As our film industry is so healthily saturated with regular releases spanning a wide range of tastes and genres, it is often easy to overlook movies making waves in other, non-English speaking countries. If you are yet to delve into the world of foreign-cinema, the following 10 choices may do well to be your first.
10. The Conformist
This Italian piece paved the way for many of the conventions still relevant in modern cinema, as well as acting as one of the first to confront the fascism Europe was subjected to 3 decades previously. Based on a novel by Mussolini era journalist Alberto Moravia, the movie tackles the issues surrounding the act of conforming, in this case with regards to a totalitarian government such as Mussolini’s. The cinematography in the piece is often championed as some of the best ever, and it’s easy to see why.
9. Pans Labyrinth
This time set in fascist 1940’s Spain; Pans Labyrinth is the tale of a young girl and her escape from reality into a fantasy world.

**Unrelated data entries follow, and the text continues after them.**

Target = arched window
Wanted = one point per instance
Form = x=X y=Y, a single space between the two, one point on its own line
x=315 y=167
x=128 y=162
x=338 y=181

Despite sounding like a walk in the park, the world which she uses to vent her confusion and loneliness is every bit as terrifying as the civil war torn reality she must endure for real. Featuring some inspiring special effects which act to provide the viewer with an eclectic mixture of some particularly imaginative monsters, the movie is often cited as a modern great- drawing an un-mistakable and sobering line between the magic of childhood and the realities of adulthood.
8. Seven Samurai
In a time when the dusty western cowboy flick dominated American cinema screens, along came Japans ‘Seven Samurai’. Basically a solid interpretation of themes commonly conveyed in aforementioned westerns, this early trip into the power and potential of Samurai culture within cinema follows seven skilled warriors and their mission to protect a village from bandits. Not the most intricate of plots no, but this piece certainly helped pave the way for the modern violent action movie.
7. Das Boot
Often praised as the most gripping take on WWII camaraderie to date, Das Boot (the boat) is several hours of intense U-Boat set claustrophobia and the effect it has on a crew that (for the most part) are disenchanted with their cause. Patrolling the Atlantic and Mediterranean Oceans with nothing but anticipation for company, the movie chooses to focus on the portrayal of the psychological conditions of the men underwater than it does solid plot. Despite touching on some of those quickly boring war-movie clichés, Das Boot is an odyssey of endurance.
Amelie is the critically acclaimed story of a young French woman who, after devoting much of her life in the pursuit of securing other people happiness, finally comes across the key to her own inner joy. Having endured a distanced childhood, Amelie moves to Paris to work as a waitress, soon setting out to assist her many acquaintances with their misgivings. After a while her attention turns toward her own position in life, and she sets out to seek love. The overall tone of the piece carries something very magical yet in a way self-conscious, making for an intriguing watch.